Mô tả công việc
Introduction
With over a decade of experience in IT and fintech, Blue Belt has become a leading software development company, delivering innovative technology solutions to a diverse global clientele. We specialize in developing web, mobile, payment, and blockchain applications that offer seamless user experiences. Headquartered in Tokyo, Japan, with a state- of- the- art Technology Hub in Hanoi, Vietnam, Blue Belt operates in more than ten countries, including Japan, Thailand, Indonesia, the Philippines, Malaysia, Taiwan, and Brazil. Our team of over 200 professionals brings a wealth of expertise to drive our global operations.
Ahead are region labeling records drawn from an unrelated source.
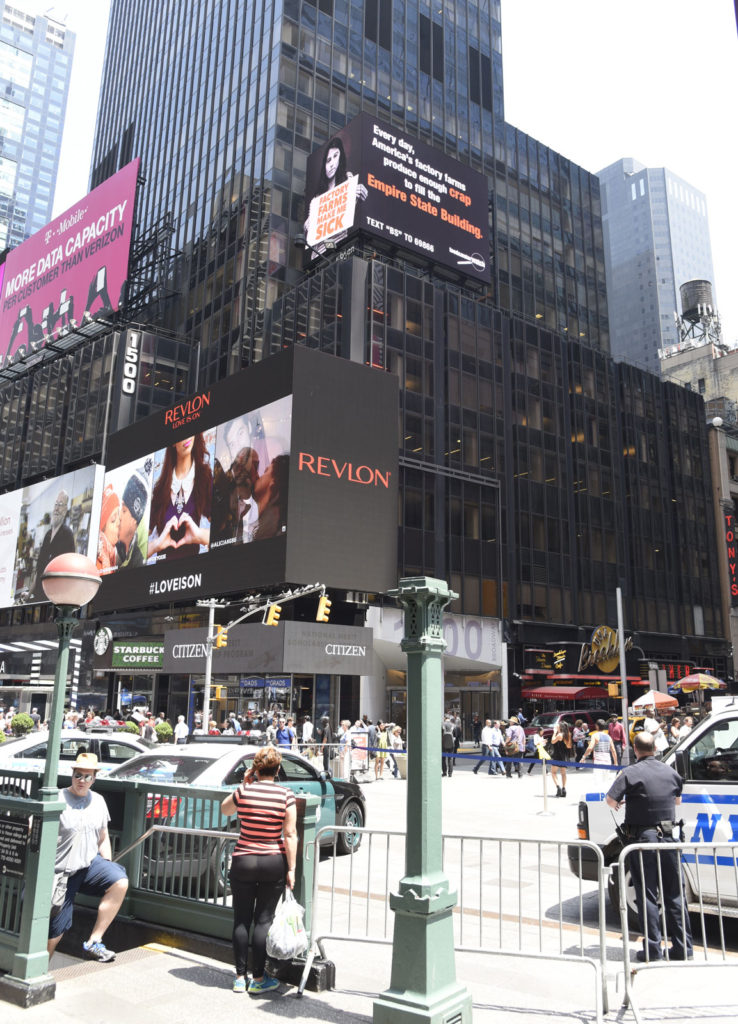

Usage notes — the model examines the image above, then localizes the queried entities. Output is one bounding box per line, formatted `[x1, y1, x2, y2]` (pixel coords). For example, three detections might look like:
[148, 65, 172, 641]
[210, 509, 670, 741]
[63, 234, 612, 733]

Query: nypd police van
[568, 696, 738, 918]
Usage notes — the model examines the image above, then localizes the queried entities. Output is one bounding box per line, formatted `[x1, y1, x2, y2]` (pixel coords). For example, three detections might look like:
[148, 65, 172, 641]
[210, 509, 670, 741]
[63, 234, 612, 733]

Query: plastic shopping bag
[266, 889, 307, 959]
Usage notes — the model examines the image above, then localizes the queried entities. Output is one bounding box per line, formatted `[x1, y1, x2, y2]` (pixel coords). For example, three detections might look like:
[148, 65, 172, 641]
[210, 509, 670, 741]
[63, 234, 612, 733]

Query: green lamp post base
[374, 577, 472, 1024]
[373, 879, 472, 1024]
[0, 974, 56, 1010]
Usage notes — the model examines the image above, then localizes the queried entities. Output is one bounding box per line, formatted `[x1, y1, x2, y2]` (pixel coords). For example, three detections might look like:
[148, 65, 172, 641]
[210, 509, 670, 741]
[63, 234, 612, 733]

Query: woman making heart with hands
[147, 434, 213, 562]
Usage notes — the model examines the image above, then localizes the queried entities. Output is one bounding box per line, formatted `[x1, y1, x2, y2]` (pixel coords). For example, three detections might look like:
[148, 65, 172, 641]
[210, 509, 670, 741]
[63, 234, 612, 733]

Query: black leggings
[229, 853, 287, 978]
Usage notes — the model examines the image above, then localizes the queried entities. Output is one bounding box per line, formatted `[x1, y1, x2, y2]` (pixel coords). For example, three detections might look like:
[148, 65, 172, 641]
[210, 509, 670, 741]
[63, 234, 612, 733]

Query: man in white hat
[47, 754, 128, 964]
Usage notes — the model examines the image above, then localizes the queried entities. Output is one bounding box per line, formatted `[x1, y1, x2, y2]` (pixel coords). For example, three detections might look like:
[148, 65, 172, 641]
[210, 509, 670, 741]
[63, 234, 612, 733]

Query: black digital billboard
[94, 347, 399, 611]
[305, 114, 490, 284]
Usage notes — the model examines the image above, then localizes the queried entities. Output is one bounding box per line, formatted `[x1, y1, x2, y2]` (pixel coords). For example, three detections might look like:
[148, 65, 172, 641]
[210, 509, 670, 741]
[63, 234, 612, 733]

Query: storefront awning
[521, 686, 607, 700]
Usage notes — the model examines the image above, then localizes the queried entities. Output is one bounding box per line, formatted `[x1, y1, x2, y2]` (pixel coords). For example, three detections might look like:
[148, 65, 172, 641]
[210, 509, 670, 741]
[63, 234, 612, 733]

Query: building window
[419, 14, 443, 82]
[364, 0, 392, 50]
[469, 46, 492, 111]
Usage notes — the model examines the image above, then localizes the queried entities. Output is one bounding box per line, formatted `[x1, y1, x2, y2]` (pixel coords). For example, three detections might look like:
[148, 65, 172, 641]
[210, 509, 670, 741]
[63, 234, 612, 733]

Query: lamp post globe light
[0, 553, 100, 1007]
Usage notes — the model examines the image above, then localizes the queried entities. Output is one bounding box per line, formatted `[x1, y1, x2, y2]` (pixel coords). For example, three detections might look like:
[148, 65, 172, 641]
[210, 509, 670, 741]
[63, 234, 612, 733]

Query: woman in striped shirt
[220, 746, 297, 994]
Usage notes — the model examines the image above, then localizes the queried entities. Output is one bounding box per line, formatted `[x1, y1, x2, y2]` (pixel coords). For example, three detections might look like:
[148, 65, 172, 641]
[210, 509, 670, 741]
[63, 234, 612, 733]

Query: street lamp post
[1, 553, 100, 1006]
[374, 577, 472, 1024]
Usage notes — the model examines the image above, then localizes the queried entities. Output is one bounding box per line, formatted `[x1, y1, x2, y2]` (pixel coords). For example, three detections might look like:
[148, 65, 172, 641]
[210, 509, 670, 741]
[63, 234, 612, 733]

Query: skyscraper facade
[0, 0, 75, 251]
[0, 0, 729, 719]
[598, 158, 714, 373]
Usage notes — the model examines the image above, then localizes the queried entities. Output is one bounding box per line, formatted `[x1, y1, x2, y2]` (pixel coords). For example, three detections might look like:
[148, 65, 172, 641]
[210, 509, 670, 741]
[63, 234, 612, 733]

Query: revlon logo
[297, 452, 392, 487]
[164, 391, 210, 430]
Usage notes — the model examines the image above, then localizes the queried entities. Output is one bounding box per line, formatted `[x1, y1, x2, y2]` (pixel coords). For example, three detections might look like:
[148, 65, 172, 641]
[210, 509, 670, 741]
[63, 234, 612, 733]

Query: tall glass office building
[0, 0, 75, 252]
[598, 158, 714, 373]
[0, 0, 732, 721]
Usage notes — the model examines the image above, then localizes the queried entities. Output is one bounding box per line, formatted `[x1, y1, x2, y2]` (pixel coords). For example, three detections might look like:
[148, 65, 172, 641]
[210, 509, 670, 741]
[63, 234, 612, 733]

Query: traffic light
[266, 604, 281, 626]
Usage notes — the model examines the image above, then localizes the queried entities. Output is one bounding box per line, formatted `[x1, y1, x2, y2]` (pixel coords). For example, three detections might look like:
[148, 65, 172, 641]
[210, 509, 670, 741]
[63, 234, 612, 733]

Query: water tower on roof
[674, 281, 723, 348]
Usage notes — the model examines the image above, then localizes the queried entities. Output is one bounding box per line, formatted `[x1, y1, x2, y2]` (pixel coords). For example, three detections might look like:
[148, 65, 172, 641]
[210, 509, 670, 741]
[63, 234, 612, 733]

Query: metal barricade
[300, 826, 607, 1022]
[615, 842, 738, 1024]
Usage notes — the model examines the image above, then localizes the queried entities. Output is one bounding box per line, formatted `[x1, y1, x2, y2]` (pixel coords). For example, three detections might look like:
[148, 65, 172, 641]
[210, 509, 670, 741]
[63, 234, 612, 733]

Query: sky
[502, 0, 738, 344]
[44, 0, 738, 344]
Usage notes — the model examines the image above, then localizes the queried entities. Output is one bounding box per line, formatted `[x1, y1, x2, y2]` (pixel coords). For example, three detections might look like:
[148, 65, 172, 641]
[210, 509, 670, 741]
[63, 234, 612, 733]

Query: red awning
[521, 686, 607, 700]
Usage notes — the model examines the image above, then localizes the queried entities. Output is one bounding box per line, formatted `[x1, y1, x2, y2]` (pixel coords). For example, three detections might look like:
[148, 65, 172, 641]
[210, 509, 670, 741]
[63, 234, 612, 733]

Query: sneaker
[636, 949, 663, 964]
[249, 974, 279, 995]
[82, 942, 116, 964]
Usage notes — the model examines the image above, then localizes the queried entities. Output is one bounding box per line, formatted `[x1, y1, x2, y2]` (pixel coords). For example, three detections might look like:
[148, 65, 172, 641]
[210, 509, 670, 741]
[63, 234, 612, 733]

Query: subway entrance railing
[0, 771, 738, 1020]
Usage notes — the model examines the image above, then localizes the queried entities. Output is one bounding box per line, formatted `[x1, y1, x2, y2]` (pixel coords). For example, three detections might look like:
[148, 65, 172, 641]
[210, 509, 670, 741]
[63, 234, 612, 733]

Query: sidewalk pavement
[5, 941, 738, 1024]
[7, 748, 738, 1024]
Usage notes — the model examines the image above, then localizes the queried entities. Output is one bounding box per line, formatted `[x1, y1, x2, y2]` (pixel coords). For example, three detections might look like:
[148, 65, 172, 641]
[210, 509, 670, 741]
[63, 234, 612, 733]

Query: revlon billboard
[95, 347, 398, 611]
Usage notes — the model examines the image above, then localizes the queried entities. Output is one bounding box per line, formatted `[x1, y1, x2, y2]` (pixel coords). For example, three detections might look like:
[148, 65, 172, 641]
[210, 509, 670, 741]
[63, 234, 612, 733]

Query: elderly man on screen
[31, 490, 75, 601]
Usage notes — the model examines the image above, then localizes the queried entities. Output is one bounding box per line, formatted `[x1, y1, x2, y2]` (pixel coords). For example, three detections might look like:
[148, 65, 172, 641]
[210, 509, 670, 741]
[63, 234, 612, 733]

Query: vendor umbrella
[633, 690, 679, 711]
[668, 672, 728, 693]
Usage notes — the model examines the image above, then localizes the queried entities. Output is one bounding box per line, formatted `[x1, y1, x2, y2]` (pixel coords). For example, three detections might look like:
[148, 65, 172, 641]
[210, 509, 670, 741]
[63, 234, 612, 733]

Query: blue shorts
[49, 853, 128, 939]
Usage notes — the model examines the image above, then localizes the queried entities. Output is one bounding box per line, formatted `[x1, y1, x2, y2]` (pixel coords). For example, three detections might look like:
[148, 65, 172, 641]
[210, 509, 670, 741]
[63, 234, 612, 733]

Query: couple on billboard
[97, 401, 290, 573]
[211, 417, 290, 548]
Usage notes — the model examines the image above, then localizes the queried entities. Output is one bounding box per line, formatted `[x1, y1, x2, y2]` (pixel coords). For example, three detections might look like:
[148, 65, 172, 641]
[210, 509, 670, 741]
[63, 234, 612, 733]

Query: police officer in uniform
[605, 732, 692, 962]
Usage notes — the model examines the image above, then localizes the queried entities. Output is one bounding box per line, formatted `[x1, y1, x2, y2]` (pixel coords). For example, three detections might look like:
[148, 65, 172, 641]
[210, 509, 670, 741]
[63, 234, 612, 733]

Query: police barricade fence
[300, 825, 607, 1022]
[615, 840, 738, 1022]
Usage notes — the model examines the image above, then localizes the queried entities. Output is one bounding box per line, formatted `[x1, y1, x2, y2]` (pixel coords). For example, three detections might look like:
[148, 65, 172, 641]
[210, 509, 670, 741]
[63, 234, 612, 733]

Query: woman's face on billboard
[325, 146, 341, 181]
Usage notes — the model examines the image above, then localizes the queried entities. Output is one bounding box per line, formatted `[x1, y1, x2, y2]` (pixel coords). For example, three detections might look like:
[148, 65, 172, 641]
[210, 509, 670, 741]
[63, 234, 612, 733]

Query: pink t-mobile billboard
[0, 159, 139, 366]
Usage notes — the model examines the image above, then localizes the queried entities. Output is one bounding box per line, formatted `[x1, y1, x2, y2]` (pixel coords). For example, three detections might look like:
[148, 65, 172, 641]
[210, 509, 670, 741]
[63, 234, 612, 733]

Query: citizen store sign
[163, 621, 373, 676]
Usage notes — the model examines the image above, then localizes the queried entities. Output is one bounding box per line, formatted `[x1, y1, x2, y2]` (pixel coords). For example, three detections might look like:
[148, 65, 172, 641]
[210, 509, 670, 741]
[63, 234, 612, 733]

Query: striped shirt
[233, 782, 295, 857]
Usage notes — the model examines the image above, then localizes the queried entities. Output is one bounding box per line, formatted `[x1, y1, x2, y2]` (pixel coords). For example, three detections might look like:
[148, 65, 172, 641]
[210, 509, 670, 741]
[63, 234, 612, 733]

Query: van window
[689, 719, 738, 782]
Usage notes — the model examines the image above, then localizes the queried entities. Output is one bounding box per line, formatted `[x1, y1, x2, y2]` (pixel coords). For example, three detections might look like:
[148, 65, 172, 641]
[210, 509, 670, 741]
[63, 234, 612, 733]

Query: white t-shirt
[54, 790, 111, 872]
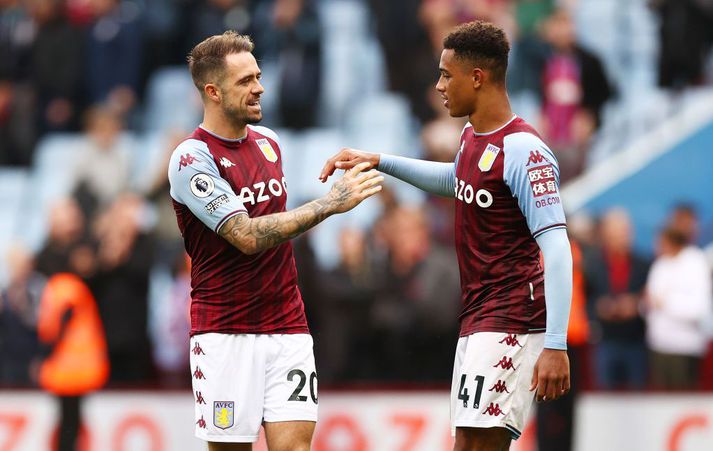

Infrastructure Automation & CI/CD
We are looking for a highly skilled DevOps Engineer to join our team, with a focus on deploying, scaling, and maintaining infrastructure for conversational AI and chatbot systems. You will work closely with AI engineers, software developers, and product teams to automate workflows, ensure high availability, and optimize performance for AI- driven applications
Job Description
Design, implement, and maintain CI/CD pipelines for chatbot and AI services.
Automate environment provisioning using tools like Terraform, Ansible, or Pulumi.
Integrate testing and deployment workflows to support agile delivery cycles.
Cloud Infrastructure Management
Build and manage infrastructure on cloud platforms AWS, tailored for AI workloads.
Implement secure and scalable architectures for real- time chatbot interactions.
Monitoring, Logging & Incident Management
Define and enforce SLOs/SLAs for chatbot uptime and response time.
Set up monitoring tools (Prometheus, Grafana, ELK, or Datadog) for proactive alerting.
Setup Logging Centralized using EFK (ElasticSearch, Fluentbit, Kibana)
Lead incident response and root cause analysis for system failures.
Security & Compliance
Perform ad- hoc DevOps tasks as required, including emergency patches, incident support, or rapid deployment of security updates.
Ensure best practices in infrastructure security (IAM, VPC, secrets management).
Support compliance efforts for data protection (GDPR, SOC2) in chatbot data pipelines.
AI Deployment Model
Collaborate with teams to containerize and deploy NLP models (e.g., with Docker, Kubernetes).
Manage GPU/TPU workloads, including dynamic scaling and resource optimization.
Monitor model inference performance and latency across staging and production environments.
Optimize cost, compute, and storage strategies for high- volume inference and training.